Maintaining thread safety

Thread safety is a property of mutli-threaded code that only accesses shared state in a synchronized way that's free from potential data races (there are actually some additional requirements around dangling pointers that we'll deal with later).

Rust has a pair of traits for communicating thread safety; Send and Sync. Together, they form a framework for concurrency that allows Rust code to share state when it's safe, but prevent it when it's not. The Send trait tells us whether a value can safely be sent to different threads. The Sync trait tells us whether a value can safely be accessed from different threads.

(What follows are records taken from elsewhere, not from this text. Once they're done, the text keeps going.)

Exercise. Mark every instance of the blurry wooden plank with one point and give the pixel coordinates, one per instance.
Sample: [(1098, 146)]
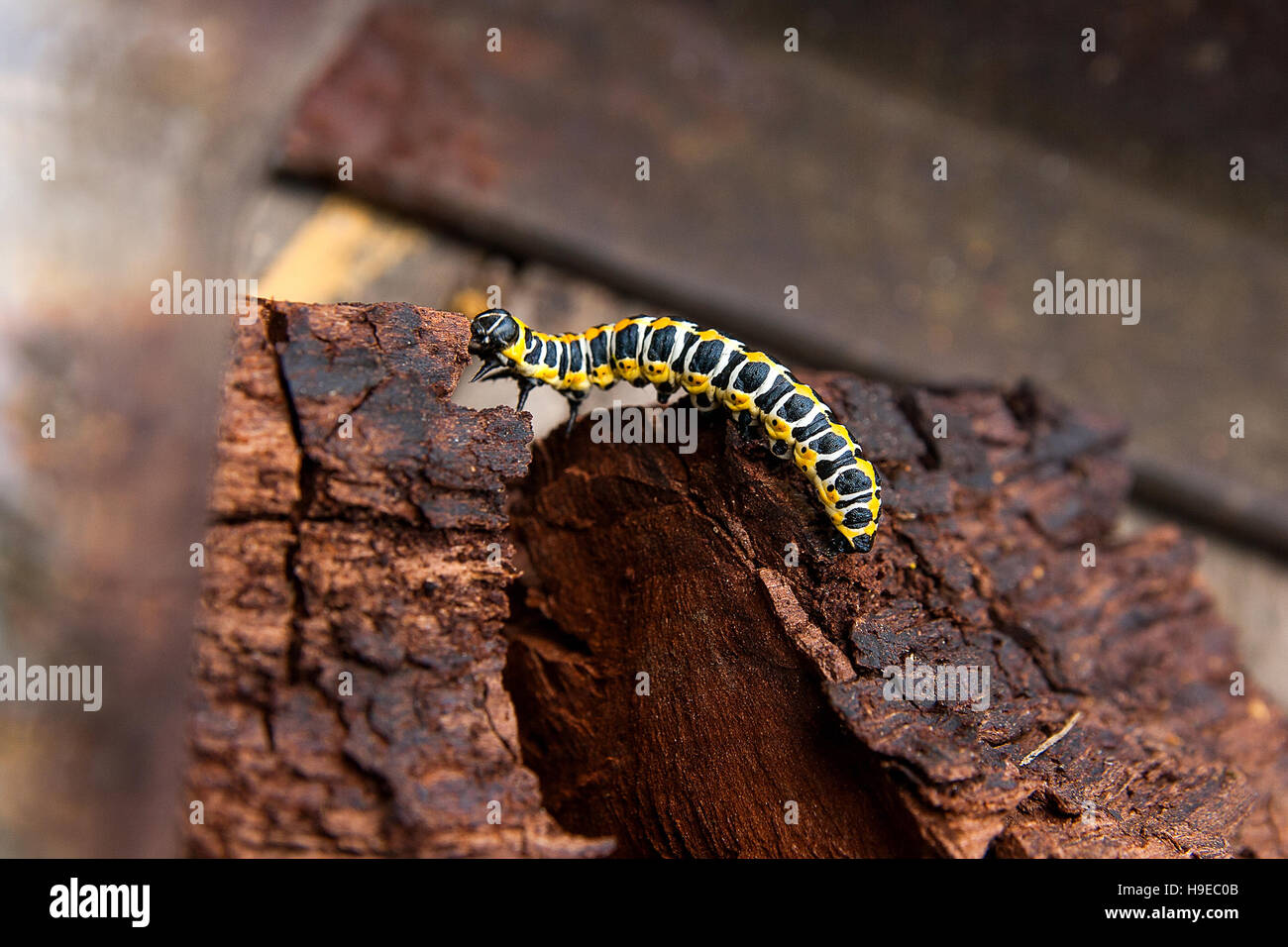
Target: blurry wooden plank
[(772, 169)]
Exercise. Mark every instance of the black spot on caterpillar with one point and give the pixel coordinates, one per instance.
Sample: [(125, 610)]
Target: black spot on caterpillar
[(713, 369)]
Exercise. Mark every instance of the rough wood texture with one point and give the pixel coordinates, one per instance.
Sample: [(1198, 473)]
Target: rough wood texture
[(366, 554), (532, 150), (765, 681)]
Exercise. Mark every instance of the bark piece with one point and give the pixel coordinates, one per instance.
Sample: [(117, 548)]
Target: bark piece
[(767, 682)]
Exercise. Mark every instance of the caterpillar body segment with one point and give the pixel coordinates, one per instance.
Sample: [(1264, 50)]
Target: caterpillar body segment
[(713, 371)]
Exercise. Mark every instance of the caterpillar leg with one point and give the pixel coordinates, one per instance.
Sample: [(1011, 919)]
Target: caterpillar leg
[(526, 386), (574, 407)]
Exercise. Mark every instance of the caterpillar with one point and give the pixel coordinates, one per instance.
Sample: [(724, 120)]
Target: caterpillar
[(713, 369)]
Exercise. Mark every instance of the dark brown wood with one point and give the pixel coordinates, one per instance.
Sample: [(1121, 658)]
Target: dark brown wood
[(767, 680), (380, 556), (1111, 727), (772, 169)]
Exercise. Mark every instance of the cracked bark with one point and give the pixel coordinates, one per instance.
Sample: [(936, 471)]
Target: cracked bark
[(765, 681), (364, 556)]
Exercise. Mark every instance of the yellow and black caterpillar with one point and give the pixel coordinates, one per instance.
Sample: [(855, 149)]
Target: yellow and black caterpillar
[(713, 369)]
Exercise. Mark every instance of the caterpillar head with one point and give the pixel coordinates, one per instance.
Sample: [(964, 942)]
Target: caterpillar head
[(490, 334)]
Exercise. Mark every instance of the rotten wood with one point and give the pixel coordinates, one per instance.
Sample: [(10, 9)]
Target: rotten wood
[(533, 150), (359, 535), (763, 725), (1111, 727)]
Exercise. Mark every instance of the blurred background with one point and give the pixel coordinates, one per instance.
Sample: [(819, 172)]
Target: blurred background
[(494, 147)]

The difference between Send and Sync can be a bit subtle. I think a helpful example of how they work together comes from an impl block in the standard library that looks a little like this:

impl<'a, T> Send for &'a T where T: Sync { }

It tells us that a borrowed reference, &'a T, is safe to send across threads if the data it references, T, is safe to access from different threads.

Rust will automatically try and implement Send and Sync for a type, so long as its contents are Send and Sync. This is usually achieved through standard library abstractions like Arc for thread-safe reference counting, and Mutex for thread-safe mutability.

For HandleOwned, we simply don't want multiple threads to get a hold of the handle because we treat it like a mutable reference, and in Rust having multiple live mutable references to the same data is not allowed. There are a few complications though, Send and Sync are compile-time contracts that only Rust understands. There's nothing stopping a foreign caller from copying a HandleOwned into multiple threads and attempting to access the contents concurrently. As a safety net, HandleOwned wraps its contents in a ThreadBound type when allocating it. ThreadBound is similar to the fragile::Fragile type in the ecosystem in that it panics if it's dereferenced from a different thread than the one it was created on. This check effectively also enforces !Sync at runtime by catching cases where the handle has been passed to a different thread.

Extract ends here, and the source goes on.